鲁王道:“你想说什么?”江离道:“臣看闽中形势,平侯虏郑芝龙身兼户、兵、工三部尚书,又是御营中军统领,手握重兵;其弟郑鸿奎,其侄郑彩分别为御营左右先锋,隆武朝中大权实际掌握在郑芝龙手中——郑家称霸海上,富可敌国,若能劝得郑芝龙抗清复国,浙东与闽中联手,海陆并进,或可与清军一战;监国与隆武皇爷都是太祖高皇帝子孙,若是同性相仇,渔蚌相争,只能令满清坐收渔人之利,望监国三思。”
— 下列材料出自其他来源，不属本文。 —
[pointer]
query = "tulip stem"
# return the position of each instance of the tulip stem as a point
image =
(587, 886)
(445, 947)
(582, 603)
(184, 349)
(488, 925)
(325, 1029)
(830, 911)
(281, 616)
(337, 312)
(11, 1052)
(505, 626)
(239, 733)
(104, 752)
鲁王听他说到这里,气得一拍龙书案,怒道:“司马江离,你分明是收了闽中的好处,给闽中作说客来了,连陈卿家之死只怕也是你搞得鬼!来人,与我推出去斩了,以祭陈卿家在天之灵。”
江离昂然道:“监国,司马江离此心可对天地,方才所言,句句出于肺腑。我若真想留在闽中,又何必回来受死?”鲁王不肯听他再说,一迭声地催道:“推出去,快与孤推出去斩了。”
展飞见侍卫们团团围过去,谁也不敢动手,趁乱闪到江离背后,手中短剑无声无息插向他命门要穴。江离本来正在犹豫是否出手,听得背后风声,这一剑戳中自己立时武功尽废,本能地反腕一拧,将他短剑夺了过来。
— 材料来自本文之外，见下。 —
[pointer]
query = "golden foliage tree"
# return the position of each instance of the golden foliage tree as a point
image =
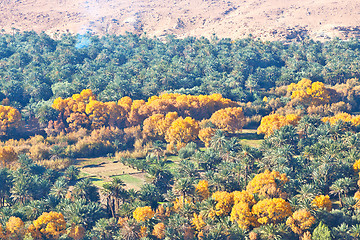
(356, 166)
(159, 230)
(300, 221)
(243, 196)
(229, 119)
(224, 203)
(182, 131)
(2, 234)
(241, 214)
(48, 226)
(206, 134)
(9, 118)
(309, 93)
(7, 156)
(271, 210)
(202, 188)
(198, 222)
(267, 184)
(77, 232)
(322, 202)
(142, 214)
(275, 121)
(345, 117)
(15, 228)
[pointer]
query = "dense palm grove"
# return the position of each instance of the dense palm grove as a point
(144, 101)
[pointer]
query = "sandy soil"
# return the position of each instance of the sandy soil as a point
(266, 19)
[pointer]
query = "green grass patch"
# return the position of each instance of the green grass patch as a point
(83, 162)
(132, 180)
(174, 158)
(99, 182)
展飞被他一招夺下兵刃,吓得“噌”得倒纵出去,喝道:“司马江离,我奉旨将你拿下,你敢持刃拒捕?莫非想行刺监国,意图谋逆?”江离道:“这把刀明明是你的,是谁持刃上殿,意图不轨?”松手将匕首掷下,只听“噗”的一声轻响,那匕首插入殿上青砖,直没至柄,竟是一柄削铁如泥的利器。
鲁王见状吓了一跳,指着他道:“司马江离,你仗着武艺高强,想抗旨不成?”钱肃乐越班而出,道:“监国容禀,司马将军虽保护陈大人不力,但其时他孤身陷在彼邦,也是无可奈何,非战之罪——其人尽忠职守,有始有终,奉陈大人骨殖还朝,在同僚为义;耿耿以国事为念,事君上为忠——如此忠义双全之人,不可以小过而被戮,请监国收回成命!”
鲁王“哼”了一声,外戚张国俊出班言道:“钱大人此言差矣,古人道“主辱臣死”,司马江离奉命保护陈大人,如今陈大人为国捐躯,他却毫发无伤地回来,这等弃主逃生的无信无义之徒,监国深恶痛绝——不杀不足以警后人,不杀不足以平民愤!”
钱肃乐冷笑道:“无信无义?朝中若论无信无义,无节无耻,只怕数不到司马江离。”众官皆知他指的是反复无节的谢三宾,而张国俊收受贿赂保举谢三宾为礼部尚书众人也心知肚明,听罢不少人笑出声来——谢三宾一时羞惭欲死,张国俊也被气得满脸通红。
众官员正七嘴八舌地争吵,忽听殿后角落里“啊”的一声,一个小太监滚倒在地,叫道“大哥”;江离循声望去,那太监身形瘦小,正要爬起身往自己这边奔来,定睛一看,竟是唐华。他虽知唐华被劫之事与双铁卫有关,也料不到二人胆大包天,居然敢把人质扣在朝堂之上,眼见他身边另一个侍卫舞动手中金瓜往唐华头上砸去,江离怒上心头,纵身而上,朝唐华扑去。